La principal diferencia, y la que explica por qué en Escocia ha sido posible un referéndum sobre la independencia como el del pasado jueves, es que en el Reino Unido el Parlamento no está limitado por una Constitución, lo que equivale a decir que el que mande en el Parlamento, es decir, el Primer Ministro, tiene un poder en teoría sin límites y en la práctica limitado sólo por la opinión pública, el precedente y la costumbre (y, últimamente por el derecho europeo). El Primer Ministro, con el apoyo del Parlamento, puede dotar a Escocia de más autonomía, como ya ha anunciado que va a hacer, pero puede también reducirla o eliminarla, del mismo modo que puede restaurar la pena de muerte, proclamar la República, obligar a todos a conducir por la derecha o convocar referéndums sobre cualquiera de estos asuntos. Nadie puede acudir allí a un Tribunal Constitucional, ni a ningún otro tribunal, con el argumento de que se estaría vulnerando la Constitución británica, porque ni existe Tribunal Constitucional, ni el resto de los tribunales pueden hacer nada al respecto. La razón es bien sencilla: no existe una Constitución.

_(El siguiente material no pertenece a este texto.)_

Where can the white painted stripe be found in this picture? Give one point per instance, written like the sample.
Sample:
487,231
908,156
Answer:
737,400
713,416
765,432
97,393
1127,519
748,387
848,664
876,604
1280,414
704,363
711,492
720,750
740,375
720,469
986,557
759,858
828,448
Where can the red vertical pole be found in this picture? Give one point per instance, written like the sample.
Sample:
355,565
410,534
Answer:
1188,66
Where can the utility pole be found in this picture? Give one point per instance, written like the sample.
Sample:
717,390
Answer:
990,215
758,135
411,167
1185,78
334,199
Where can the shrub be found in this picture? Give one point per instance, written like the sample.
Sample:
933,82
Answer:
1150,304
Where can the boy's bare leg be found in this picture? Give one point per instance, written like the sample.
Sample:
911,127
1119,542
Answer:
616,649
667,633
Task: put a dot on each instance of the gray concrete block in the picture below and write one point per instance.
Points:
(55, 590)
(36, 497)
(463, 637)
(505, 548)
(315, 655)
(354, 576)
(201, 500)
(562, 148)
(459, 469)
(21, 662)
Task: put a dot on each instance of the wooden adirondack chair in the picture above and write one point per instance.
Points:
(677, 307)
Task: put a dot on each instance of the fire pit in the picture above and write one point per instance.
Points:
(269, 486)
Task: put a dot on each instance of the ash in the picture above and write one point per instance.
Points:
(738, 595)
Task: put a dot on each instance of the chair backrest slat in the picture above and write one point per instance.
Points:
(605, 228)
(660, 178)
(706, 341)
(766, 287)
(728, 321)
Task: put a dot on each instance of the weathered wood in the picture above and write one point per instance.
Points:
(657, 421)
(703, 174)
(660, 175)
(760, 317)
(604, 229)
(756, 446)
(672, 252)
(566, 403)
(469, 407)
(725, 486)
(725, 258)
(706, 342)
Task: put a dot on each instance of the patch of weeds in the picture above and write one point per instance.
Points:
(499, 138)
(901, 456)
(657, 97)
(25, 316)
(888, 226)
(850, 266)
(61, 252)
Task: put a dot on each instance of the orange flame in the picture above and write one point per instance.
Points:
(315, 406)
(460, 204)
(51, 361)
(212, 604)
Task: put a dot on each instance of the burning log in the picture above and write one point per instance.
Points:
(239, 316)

Casi nada de lo que, en materia constitucional, funciona en el Reino Unido funcionaría en otros sitios, y de hecho poco a poco están copiando al resto del mundo porque a ellos mismos les está empezando a originar problemas. Desde luego, muy poca gente en España estaría a favor de dar a Rajoy o a los presidentes de las Comunidades Autónomas los mismos poderes que tiene Cameron, y somos muchos los que preferimos que el Gobierno, las Cortes y los Parlamentos autonómicos españoles tengan en la Constitución una lista detallada de lo que pueden y lo que no pueden hacer, pues la historia nos ha enseñado a no fiar ese papel sólo a nuestras costumbres y nuestros precedentes, tan diferentes ambos, también, de los británicos.

¿Quiere todo ello decir que un referéndum sobre la independencia de Cataluña es imposible en España? Yo no lo creo así, pero desde luego, lo que está claro es que no puede celebrarse al modo escocés. Nosotros sí tenemos una Constitución, y ni nuestro Gobierno ni nuestro Parlamento, ni nuestras comunidades autónomas pueden cambiarla sin atenerse al procedimiento establecido para ello. Por eso un hipotético referéndum para restaurar la pena de muerte, terminar con las autonomías, proclamar la república o permitir a los catalanes pronunciarse sobre su independencia, todos los cuales supondrían una reforma encubierta de la Constitución, no puede ser convocado, salvo si se hace del modo y en el momento en el que la propia Constitución lo permite, y en algunos casos lo exige, como parte del procedimiento para su reforma.

Nuestro Tribunal Constitucional ya ha tenido varias oportunidades de pronunciarse sobre cómo podrían andarse los caminos para intentar resolver conforme a la Constitución la cuestión del encaje territorial de Cataluña. Casi con toda seguridad aclarará aún más algunos aspectos de su doctrina cuando resuelva el recurso que le presentará el Gobierno contra la ley de consultas catalana. Existen además precedentes de países, como Canadá, que nos han dado importantes lecciones sobre cómo podría resolverse un problema similar, el de las pretensiones independentistas de Quebec, sin vulnerar una Constitución que, allí como aquí, es la norma suprema de la nación. Esas son las vías que nuestros representantes deberían comenzar a explorar seriamente.

En definitiva, hará falta seguir hablando sobre la cuestión catalana, y probablemente por algún tiempo. Mientras tanto, el presidente de la Generalitat podría invitar a su colega, el Ministro Principal escocés, e instruirle sobre cómo gestionar el autogobierno que ya disfruta Cataluña y que al parecer pronto va a disfrutar Escocia. Cuando conozca nuestras reglas, es posible que se sorprenda de que nuestras autonomías, a diferencia de la escocesa, están constitucionalmente protegidas. Allí, el Parlamento de Westminster podrá en cualquier momento quitarle lo que ahora anuncia que la va a dar.